I worked about half the day on my conference paper (which I have concluded only needs to be about a 10 minute presentation) and have half of it written. If I would have worked all day, then, simple math will tell you that I would have finished it. Sounds easy, but I know better. But I do have several pages of finely crafted BS. I only hope that my fellow accomplices are having as much success.
Stein's Three Lives is beginning to bog down, but luckily, I still have almost two weeks to finish it. Warning to all those in the same boat: After about 150 pages, you will begin to suffer from an extreme case of "tired-head."
****Random Point about Literature****
Why is it that "serious" literature has to move so slowly?
****Another Random Point about Literature****
I believe that books with ambiguous endings are just a sign of a writer being too lazy or stupid to finish it.
Could you imagine if you wrote 3/4 of a research paper, only to leave it hanging? Then it would be up to the professor to try and interpret what you really meant.

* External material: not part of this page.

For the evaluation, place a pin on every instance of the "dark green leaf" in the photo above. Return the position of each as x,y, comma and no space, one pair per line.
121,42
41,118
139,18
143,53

In my world, that is usually interpreted as an F.
Other things I hate:
1. Tipping waitstaff at a restaurant. Not that they don't deserve it, but you don't tip the employees in Walmart or Best Buy. Somehow, restaurants get away with paying their people shit for wages and forcing its patrons to pick up their slack. Thanks, restaurant management, for making it cost more than it should to go out and eat.
2. Toenails. Why? What possible use could they have? Besides the obvious advantage of letting them grow to about six feet long or so in order to have a picture posted in the Guinness Book of Records, they seem pointless.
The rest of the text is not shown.